Si Le soleil ne
revenait pas... Derrière cette phrase aussi poétique que
préoccupante se cache tout d'abord un roman de l'écrivain et poète
suisse Charles Ferdinand Ramuz datant de 1937. Année même lors de
laquelle se déroulent de curieux événements se situant dans le
petit village de Saint-Martin-en-Haut localisé à 730 m d’altitude
dans le département du Rhône en région Auvergne-Rhône-Alpes.
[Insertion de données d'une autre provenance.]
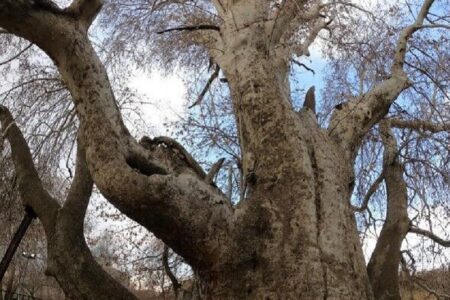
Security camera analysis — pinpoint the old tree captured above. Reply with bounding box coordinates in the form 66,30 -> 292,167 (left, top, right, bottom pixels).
0,0 -> 450,299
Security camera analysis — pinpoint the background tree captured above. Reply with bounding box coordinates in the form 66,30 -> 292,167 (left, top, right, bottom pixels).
0,0 -> 448,299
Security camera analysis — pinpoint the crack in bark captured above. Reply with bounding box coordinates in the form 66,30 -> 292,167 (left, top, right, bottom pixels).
308,145 -> 328,300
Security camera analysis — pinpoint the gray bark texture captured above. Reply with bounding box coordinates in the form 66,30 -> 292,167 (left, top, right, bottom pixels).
0,0 -> 438,300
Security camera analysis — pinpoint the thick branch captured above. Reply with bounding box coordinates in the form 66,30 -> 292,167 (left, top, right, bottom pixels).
329,0 -> 434,159
409,225 -> 450,247
392,0 -> 434,74
0,106 -> 59,230
61,138 -> 94,231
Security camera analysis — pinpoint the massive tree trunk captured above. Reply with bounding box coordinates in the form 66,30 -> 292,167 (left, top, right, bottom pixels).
0,0 -> 431,300
367,122 -> 409,299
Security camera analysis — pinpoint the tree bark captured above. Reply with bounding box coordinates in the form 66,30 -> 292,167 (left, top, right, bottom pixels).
0,0 -> 432,299
0,106 -> 136,300
367,122 -> 409,300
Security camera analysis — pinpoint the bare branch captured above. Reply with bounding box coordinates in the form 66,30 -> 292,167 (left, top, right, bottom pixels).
409,225 -> 450,247
389,119 -> 450,133
156,24 -> 220,34
0,43 -> 33,66
329,0 -> 434,157
205,158 -> 225,184
189,65 -> 220,108
66,0 -> 103,27
353,172 -> 384,212
392,0 -> 434,75
162,244 -> 181,298
291,59 -> 316,75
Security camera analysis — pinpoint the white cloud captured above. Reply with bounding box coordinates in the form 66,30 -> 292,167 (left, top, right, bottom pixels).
130,72 -> 186,134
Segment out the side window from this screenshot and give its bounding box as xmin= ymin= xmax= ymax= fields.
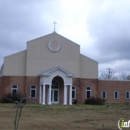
xmin=11 ymin=85 xmax=18 ymax=95
xmin=125 ymin=91 xmax=130 ymax=99
xmin=114 ymin=91 xmax=119 ymax=99
xmin=72 ymin=86 xmax=76 ymax=99
xmin=102 ymin=90 xmax=107 ymax=99
xmin=86 ymin=87 xmax=91 ymax=99
xmin=30 ymin=85 xmax=36 ymax=98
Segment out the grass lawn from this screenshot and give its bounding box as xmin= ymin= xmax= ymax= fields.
xmin=0 ymin=104 xmax=130 ymax=130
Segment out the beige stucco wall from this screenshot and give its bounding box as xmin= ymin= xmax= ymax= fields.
xmin=26 ymin=33 xmax=80 ymax=77
xmin=3 ymin=33 xmax=98 ymax=79
xmin=3 ymin=50 xmax=26 ymax=76
xmin=80 ymin=54 xmax=98 ymax=79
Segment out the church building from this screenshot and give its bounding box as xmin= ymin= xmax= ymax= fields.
xmin=0 ymin=31 xmax=130 ymax=105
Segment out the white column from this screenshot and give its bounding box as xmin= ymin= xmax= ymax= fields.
xmin=48 ymin=85 xmax=51 ymax=105
xmin=42 ymin=84 xmax=46 ymax=105
xmin=63 ymin=85 xmax=67 ymax=105
xmin=39 ymin=85 xmax=42 ymax=103
xmin=69 ymin=85 xmax=72 ymax=105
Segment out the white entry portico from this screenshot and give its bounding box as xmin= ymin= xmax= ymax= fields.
xmin=39 ymin=66 xmax=74 ymax=105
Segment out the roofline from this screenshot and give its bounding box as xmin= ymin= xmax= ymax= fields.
xmin=27 ymin=32 xmax=80 ymax=46
xmin=38 ymin=66 xmax=74 ymax=77
xmin=4 ymin=49 xmax=27 ymax=58
xmin=80 ymin=53 xmax=98 ymax=63
xmin=98 ymin=79 xmax=130 ymax=82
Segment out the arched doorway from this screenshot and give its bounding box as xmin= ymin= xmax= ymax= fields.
xmin=51 ymin=76 xmax=64 ymax=104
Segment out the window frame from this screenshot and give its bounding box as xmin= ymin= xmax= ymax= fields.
xmin=101 ymin=90 xmax=107 ymax=99
xmin=114 ymin=91 xmax=119 ymax=99
xmin=30 ymin=85 xmax=37 ymax=99
xmin=125 ymin=91 xmax=130 ymax=99
xmin=85 ymin=86 xmax=92 ymax=99
xmin=11 ymin=84 xmax=18 ymax=95
xmin=72 ymin=85 xmax=76 ymax=99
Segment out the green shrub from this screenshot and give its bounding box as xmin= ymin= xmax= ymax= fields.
xmin=73 ymin=99 xmax=78 ymax=104
xmin=85 ymin=97 xmax=106 ymax=105
xmin=0 ymin=93 xmax=26 ymax=103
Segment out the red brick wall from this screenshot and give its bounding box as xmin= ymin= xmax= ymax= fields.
xmin=73 ymin=78 xmax=98 ymax=103
xmin=98 ymin=80 xmax=130 ymax=103
xmin=0 ymin=76 xmax=130 ymax=104
xmin=0 ymin=76 xmax=25 ymax=100
xmin=25 ymin=76 xmax=40 ymax=103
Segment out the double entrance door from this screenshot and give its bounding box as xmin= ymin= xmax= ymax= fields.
xmin=51 ymin=88 xmax=59 ymax=104
xmin=51 ymin=79 xmax=59 ymax=104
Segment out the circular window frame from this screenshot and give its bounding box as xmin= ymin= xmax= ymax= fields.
xmin=48 ymin=39 xmax=61 ymax=52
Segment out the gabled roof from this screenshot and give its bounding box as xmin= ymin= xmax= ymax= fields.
xmin=38 ymin=66 xmax=74 ymax=77
xmin=27 ymin=32 xmax=80 ymax=46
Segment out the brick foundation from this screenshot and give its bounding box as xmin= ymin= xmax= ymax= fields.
xmin=0 ymin=76 xmax=130 ymax=104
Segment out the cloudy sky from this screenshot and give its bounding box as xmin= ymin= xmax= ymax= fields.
xmin=0 ymin=0 xmax=130 ymax=76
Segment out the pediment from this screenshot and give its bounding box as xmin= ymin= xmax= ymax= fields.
xmin=38 ymin=66 xmax=74 ymax=77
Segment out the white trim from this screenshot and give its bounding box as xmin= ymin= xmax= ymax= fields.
xmin=51 ymin=88 xmax=59 ymax=104
xmin=42 ymin=84 xmax=46 ymax=105
xmin=50 ymin=75 xmax=65 ymax=85
xmin=72 ymin=86 xmax=76 ymax=99
xmin=114 ymin=91 xmax=119 ymax=99
xmin=48 ymin=85 xmax=51 ymax=105
xmin=69 ymin=85 xmax=72 ymax=105
xmin=63 ymin=85 xmax=67 ymax=105
xmin=85 ymin=86 xmax=92 ymax=99
xmin=101 ymin=90 xmax=107 ymax=99
xmin=11 ymin=84 xmax=18 ymax=95
xmin=30 ymin=85 xmax=37 ymax=99
xmin=125 ymin=91 xmax=130 ymax=99
xmin=38 ymin=66 xmax=74 ymax=77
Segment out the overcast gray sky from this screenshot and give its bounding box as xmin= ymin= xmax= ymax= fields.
xmin=0 ymin=0 xmax=130 ymax=73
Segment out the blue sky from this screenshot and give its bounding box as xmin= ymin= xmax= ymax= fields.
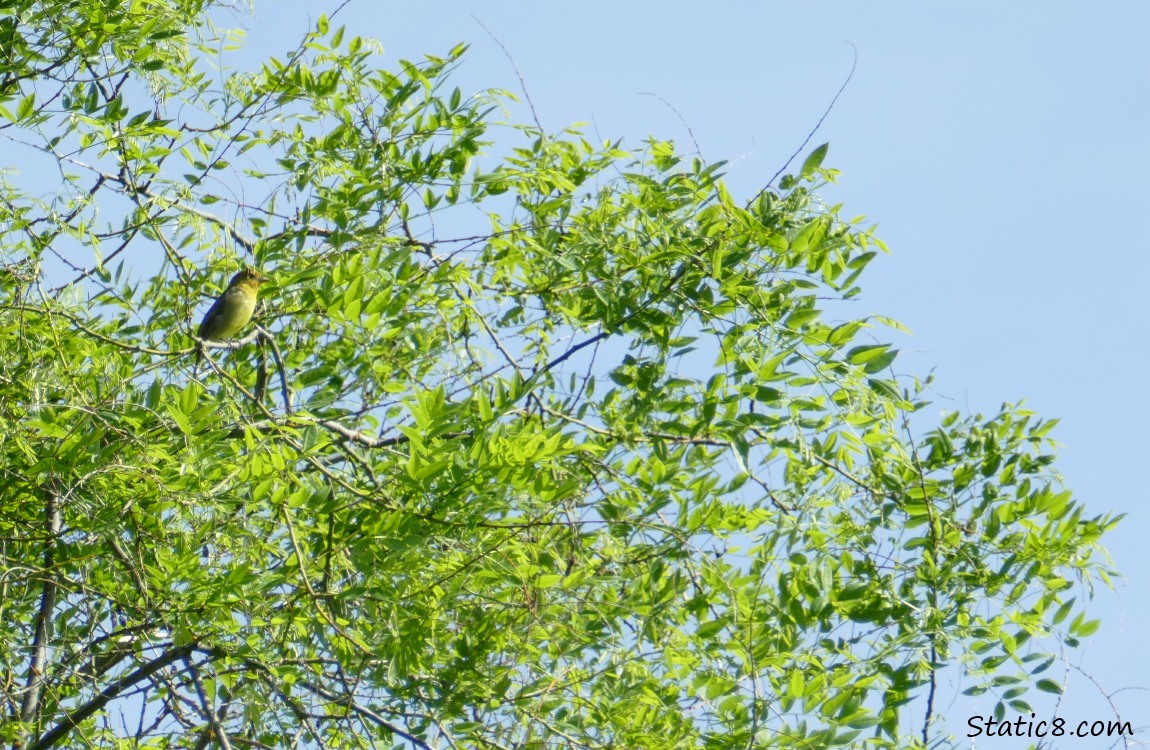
xmin=230 ymin=0 xmax=1150 ymax=748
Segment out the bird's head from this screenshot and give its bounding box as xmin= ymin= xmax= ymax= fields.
xmin=229 ymin=268 xmax=268 ymax=289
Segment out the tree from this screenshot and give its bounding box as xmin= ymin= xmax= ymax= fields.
xmin=0 ymin=0 xmax=1117 ymax=749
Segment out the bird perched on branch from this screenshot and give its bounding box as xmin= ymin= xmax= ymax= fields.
xmin=196 ymin=268 xmax=268 ymax=363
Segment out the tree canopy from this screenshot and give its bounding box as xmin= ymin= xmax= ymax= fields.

C'est là que le vieux guérisseur Antoine Anzevui va un jour faire
une terrifiante prédiction reposant sur des calculs qu'il confiera à
l'un de ses patients : Prédisant qu'au prochain printemps le
soleil ne reviendra pas, l'homme jette la torpeur et l'inquiétude
parmi les villageois qui avec effroi vont attendre ce jour fatidique
où l'obscurité s'imposera définitivement au sein du village mais
également de la planète toute entière... Derrière ce sujet ô
combien fascinant se cache également une adaptation signée du
réalisateur, scénariste et producteur suisse Claude Goretta,
surtout connu pour avoir rendue célèbre l'actrice Isabelle Huppert
avec La dentellière en
1976 que pour avoir mis en scène Si Le soleil ne
revenait pas,
œuvre dont l'austérité ne quitte pas un seul instant ses
personnages et cette région où le village est implanté entre deux
flancs de montagnes empêchant les rayons de soleil de baigner les
lieux de sa clarté. Sous un décor enneigé et une brume presque
permanente offrant parfois une aura quasi mystique, le long-métrage
de Claude Goretta repose sur un rythme et une ambiance propre à ces
villages d'antan où le temps semblait s'être suspendu. Charles
Vanel, qui endossa le costume du détective Alfred Fichet dans Les
diaboliques
d'Henri-Georges Clouzot, celui du faux dur à cuir Jo dans
Le Salaire de la peur
du même réalisateur ou l'horrible professeur Brézé dans Sept
morts sur ordonnance
de Jacques Rouffio est ce prédicateur/guérisseur qui après de
savants calculs va prédire ce que l'on pourrait considérer comme la
fin du monde et de toute trace de vie sur la Terre. Face à lui des
habitants désemparés mais visiblement près à accepter leur
sort...
Parmi
eux s'en trouve un qui n'acceptant pas de laisser derrière lui le
moindre bien à Satan a choisi de tout vendre et d'en boire le
bénéfice ! Cet homme, c'est Arlettaz. Personnage détruit par
l'alcool et par la disparition de sa fille qu'il désespère jour et
nuit de retrouver. Est-elle morte ou a-t-elle simplement choisi de
quitter cette existence d'austérité ? Le film semble conserver
une certaine ambiguïté à ce sujet. Se soutenant les uns les autres
jusqu'à ce jour ultime prédit par le vieil Antoine Anzevui, il en
est également une qui elle a choisi de garder l'espoir. Elle, c'est
Isabelle Antide qu'interprète l'actrice Catherine Mouchet. Véritable
bouffée de chaleur dans un contexte relativement sinistre, aussi
froid que le blanc manteau qui recouvre les toits et les chemins de
terre du village de Saint-Martin-en-Haut ! L'on retrouve
l'ambiance calme mais parfois troublante des superbes Retour
de Martin Guerre
de Daniel Vigne et de Cœur de verre
de l'allemand Werner Herzog. Cette âpreté et cette rudesse qui
n'appartiennent qu'aux habitants isolés des campagnes ou ici des
montagne n'ayant visiblement aucun relais avec le monde extérieur.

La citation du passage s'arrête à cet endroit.